Women-headed households: The need for good data

Tuesday, 19 January 2016 00:44 -     - {{hitsCtrl.values.hits}}

By Yajna Sanguhan of the Centre for Poverty Analysis (CEPA) 

With the Sri Lankan Government’s new task force on Women-Headed Households (WHHs) and the persistence of development actors to aim their programmes at WHHs, it is vital that we have an improved and more nuanced interpretation of who exactly these households are. 

There is no official one-size-fits-all definition and arguably there shouldn’t be, but many women and their families commonly identified within this category do face certain vulnerabilities and do deserve certain entitlements. Yet the targeting of WHHs has been taken up by various stakeholders without a full awareness of who is included in this group and debate on the definition of a WHH persists. 

As previously debated in the series, the concept of the “head of the household” needs to be problematised for numerous reasons (such as identification of a “head” which inevitably reinforces a hierarchy). However, while it continues to be universally used as the unit of analysis, this article makes a case for good quality data that can inform policy and tackle the issues relating to categorising WHHs.

13While we continue to use the concept of “head of the household”, it is imperative that as a first step to deconstructing WHHs and informing policy makers, new methods are employed to collect data and a rigorous, holistic approach is taken to capture the diverse and nuanced experiences amongst Women-Headed Households in Sri Lanka


Current statistics on WHHs and  their limitations

As discussed in the last article in this series, one of the largest and most comprehensive databases that include data on the sex of heads of household is the Household Income and Expenditure Survey (HIES), which defines the household head as “a person who usually resides in the household and is acknowledged by the other members of the household as the head of the household”.

With 1.2 million households (23.5% of all households) reported as WHHs island-wide according to the latest report based on data collected from 2012 to 2013, it is not just a phenomenon in the war-affected regions: the percentage of WHHs is over 20% in every province. Though the high numbers in the north and east are likely a result of the war, the numbers in the other provinces demonstrate that this has been a steady, gradual process. 


That the HIES is one of the best examples of data available for WHHs is troubling for many reasons. Firstly, the latest round of the HIES is the first time that data has been collected for all 25 districts due to previous restrictions on data collection in the Northern and Eastern Provinces (other surveys such as the Census of Population and Housing and the Labour Force Survey also had similar restrictions until recently). Thus, this limited data cannot reliably inform us of any changes or trends in WHHs (particularly those in war-affected areas) over time, despite claims to do so.

Secondly, the HIES only collates data on WHHs based on its narrow definition and its responses then depend on the balance of power within a household. The control over assets, spending and food is often unequal within a household so the responses to the survey questions can vary depending on who answers the survey. 


The definition also assumes that WHHs are a homogeneous group, which means that it cannot capture the differences in income and poverty within WHHs. Without understanding intra-household dynamics and allocation of resources, such as income, we cannot fully understand the true heterogeneity. However, this could be at least partially overcome if we extract the right data in order to identify the diversity within the group. 

As experiences between households in an urban environment and a rural environment are likely to differ, a household will inevitably encounter different issues if the head is a widow relative to a household where the head is a woman whose husband has migrated for work. 

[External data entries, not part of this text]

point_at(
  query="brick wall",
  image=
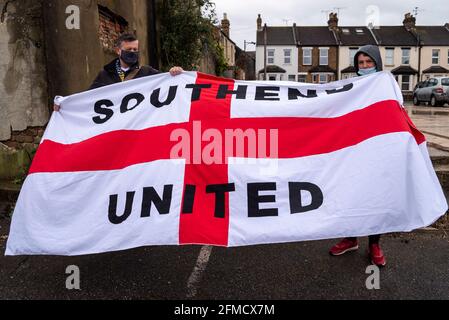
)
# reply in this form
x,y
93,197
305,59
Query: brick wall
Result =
x,y
111,27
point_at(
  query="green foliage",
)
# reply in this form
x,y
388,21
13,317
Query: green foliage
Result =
x,y
188,32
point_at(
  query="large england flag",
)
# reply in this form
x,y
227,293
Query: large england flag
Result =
x,y
195,159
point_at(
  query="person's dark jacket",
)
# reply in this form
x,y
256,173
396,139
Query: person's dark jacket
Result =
x,y
371,51
109,74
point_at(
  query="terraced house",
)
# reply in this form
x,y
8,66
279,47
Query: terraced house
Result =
x,y
325,53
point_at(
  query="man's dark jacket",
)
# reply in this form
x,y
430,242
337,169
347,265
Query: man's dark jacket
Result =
x,y
109,74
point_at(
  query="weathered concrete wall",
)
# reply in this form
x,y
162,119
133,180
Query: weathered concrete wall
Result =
x,y
23,87
76,55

The HIES definition of a WHH fails to capture the reasons for becoming a WHH and as such, the related differences in income and other resources. Therefore, understanding the gendered dimensions of poverty not only requires superior data but a better use of the currently available data.


The need for better data

A key setback in the collection of quality data is a result of the inadequate methods currently employed by most surveys. To take the HIES as an example again, the survey design relies on the enumerator identifying the head of the household according to the HIES definition mentioned earlier. This method results in an underestimation of the number of WHHs, as the presence of an adult male in the house would often prevent a household from identifying a woman as the head and would also produce bias on the part of the enumerator – a common flaw across many surveys. 

The problem with underestimation is that it can mask the scale of any potential issue, thus leading to resources, policies and incentives that are insufficient to manage the needs of WHHs. New methods to collect data are therefore vital to analyse WHHs and deconstruct our notion of who that should be. 

A study conducted in Panama allowed for the use of multiple definitions of the head of the household, which provided multiple poverty rates. Another option would be to conduct a survey without directly asking about the household head and instead obtaining data on dimensions such as decision making, asset ownership and income in order to collate information about potential headship characteristics. 

These types of alternative methodologies grant more flexibility both in terms of definitions for policy makers and in developing a deeper, more realistic depiction of the variety within WHHs as a group. While we continue to use the concept of “head of the household”, it is imperative that as a first step to deconstructing WHHs and informing policy makers, new methods are employed to collect data and a rigorous, holistic approach is taken to capture the diverse and nuanced experiences amongst WHHs in Sri Lanka.